En un país donde un tercio de la población admite sin rubor que en el último año –e imagino que también ha sucedido en muchos anteriores– no ha leído un solo libro e incluso algunos se jactan de no haberlo hecho –sí, la ignorancia tiende a ser atrevida–, resulta reconfortante toparse con esas iniciativas y personas que promocionan la cultura no solo como la mejor vacuna contra la barbarie y la falta de criterio, sino incluso como medicina para el cuerpo y el alma.

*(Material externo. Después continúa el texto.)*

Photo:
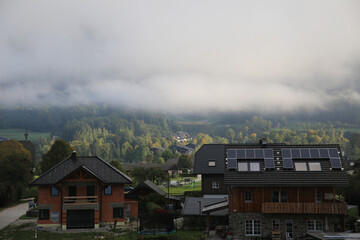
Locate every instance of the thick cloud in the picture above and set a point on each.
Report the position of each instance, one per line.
(181, 56)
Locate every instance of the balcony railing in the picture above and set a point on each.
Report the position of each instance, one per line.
(313, 208)
(81, 200)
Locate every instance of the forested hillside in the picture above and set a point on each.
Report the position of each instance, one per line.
(118, 134)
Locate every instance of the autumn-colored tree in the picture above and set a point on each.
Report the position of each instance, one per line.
(58, 152)
(16, 167)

Como es el caso del alcalde de la localidad granadina de Alpujarra de la Sierra, que hace año y medio tuvo la feliz idea de transformar la única cabina de teléfonos en desuso que quedaba en el pueblo en una especie de minibiblioteca pública donde los habitantes de este municipio pueden dejar un libro y coger otro. La ocurrencia del edil, un médico rural jubilado, ha tenido tanto éxito –él mismo resalta lo bien cuidado que está el pequeño recinto acristalado y lo respetuosos que son los vecinos con los volúmenes que toman prestados– que quiere pedir a Telefónica una decena de cabinas más para extender su proyecto por toda la población y recetar a más vecinos la pasión por la lectura.

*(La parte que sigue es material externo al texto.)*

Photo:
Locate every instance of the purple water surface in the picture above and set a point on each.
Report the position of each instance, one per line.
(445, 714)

Y, hablando de recetas, quizá se podría aliar con esa farmacéutica de Almiserà, un pequeño pueblo de 279 habitantes en el interior de la provincia de Valencia, que ofrece entre los medicamentos que vende algunos libros.
Y resulta que estos son tan eficientes como las propias medicinas, pues los clientes, según cuenta la boticaria, salen por la puerta «en un estado de salud mejor» que al entrar, pues si no les arregla a nivel físico con medicinas o con un consejo farmacéutico, muchas veces les recomienda una lectura que les mejore el ánimo. Que, desde luego, no es poco.